In the divorce court the reason is giving as mental cruelty, or incompatibility, or desertion, or perhaps infidelity. In the consulting room it may be called lack of a proper understanding, or inconsiderateness, or emotional immaturity, or instability, or call it what you will, but if you are looking for the real cause of the big breakdown in the marriage bond today, if you want the reason why plaintiffs have to queue up because of numbers, you can find the answer in one word. That word is selfishness.
If a marriage is to be successful, it must be built on unselfishness. When you have said that, you've said a mouthful. You've said all of it.
We just can't conceive two people who are totally selfish falling in love with each other. One or the other party may cleverly guide a courtship to the altar while hiding his selfishness. Even here the motives must be concealed. But for two people totally dedicated to the big "I" to enter marriage with each other is not for this world.
The usual pattern before marriage is that lovers find it difficult to do enough for their intended. They vie with each other to please, to make sacrifices, to deny themselves for the sake of the other party. Successful marriages are built on self-denial and sacrifice. And if this brings them closer together before marriage, then this same spirit and attitude is going to help them be happy after marriage.

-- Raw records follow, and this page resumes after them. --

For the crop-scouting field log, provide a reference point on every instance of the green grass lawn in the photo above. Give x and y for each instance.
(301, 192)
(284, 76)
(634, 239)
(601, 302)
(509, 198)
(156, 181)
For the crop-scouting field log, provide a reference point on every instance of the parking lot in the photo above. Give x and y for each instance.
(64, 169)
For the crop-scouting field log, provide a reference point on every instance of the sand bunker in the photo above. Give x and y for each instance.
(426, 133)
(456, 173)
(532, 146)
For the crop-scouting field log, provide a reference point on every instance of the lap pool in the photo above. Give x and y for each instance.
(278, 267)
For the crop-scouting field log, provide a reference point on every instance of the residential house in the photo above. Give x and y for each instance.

Thomas Aquinas, a very wise saint, looked objectively and with an unbiased mind when he gave us his definition of love. "Love," he said, "is the ability and desire to promote the welfare of someone else."
Many married partners have the ability. They prove this before marriage and oftentimes in the early stages of wedded life. But it takes more than ability. It takes desire. And desire to please in marriage is not a one-way street. Love, then. means sacrifice, and self-denial, and self-immolation without consideration of the return. It is not constantly examining one's partner's conscience; taking their inventory.
If things aren't going as well as we would like in our marriage, is there anything we can do? We would suggest that large doses of unselfishness taken daily will cure the problem like a charm.